Coverage of Virginia politics and the 2014 election.
Poll: Obama leads GOP candidates in Va, Senate race virtual tie
A new Quinnipiac University poll out today shows President Barack Obama with a lead over all the Republican presidential candidates. The prospect of putting Gov. Bob McDonnell on the ticket doesn’t seem to help bump up Republicans’ numbers, either.
The poll also shows U.S. Senate candidates Tim Kaine, a Democrat, and Republican George Allen still in virtually a dead heat; Kaine is backed by 47 percent of those polled to Allen’s 44 percent.
According to the poll, Obama leads former Massachusetts governor Mitt Romney by 50 to 42 percent. Against former Pennsylvania senator Rick Santorum, Obama’s lead in the poll is 49 to 40 percent. He leads former U.S. House Speaker Newt Gingrich by 54 to 35 percent, and Texas Rep. Ron Paul by 49 to 39 percent.
Adding McDonnell to a Romney ticket changes little; the poll still shows Obama with a 50 to 43 percent lead.
“There has been speculation about Gov. Bob McDonnell being a possible choice for vice president by the eventual GOP nominee,” said Peter Brown, assistant director of Quinnipiac’s polling institute, in a written release. “What this Quinnipiac University survey finds is that despite the governor’s approval ratings with Virginia voters, he does not appear to help give the GOP the state’s electoral votes.”
The numbers are somewhat better for Obama than they were in Quinnipiac’s last poll in February, when Obama led Romney by 47 to 43 percent.
Brown said that Obama’s lead comes largely from stronger support among women (52 percent to Romney’s 39 Percent), although Obama still gets 48 percent of the men polled.
In the Senate race, Kaine shows an advantage among women (49 percent to 40 percent) while Allen has a slight lead among men (48 percent to 46 percent).
“Virginia’s U.S. Senate race has been too-close-to-call from the get-go,” Brown wrote. “It remains a squeaker and is likely to remain that way until the November election.

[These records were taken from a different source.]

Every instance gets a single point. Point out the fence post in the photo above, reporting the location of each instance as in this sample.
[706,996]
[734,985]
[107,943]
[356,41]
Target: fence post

An Obama victory in the presidential race would help Kaine, while if the Republican carries the state in November that would help Allen.”
The poll did not test other Senate candidates — both Kaine and Allen face competition for their parties’ nominations in June primaries.
The poll surveyed 1,034 registered voters, and has a margin of error of plus or minus 3.1 percent.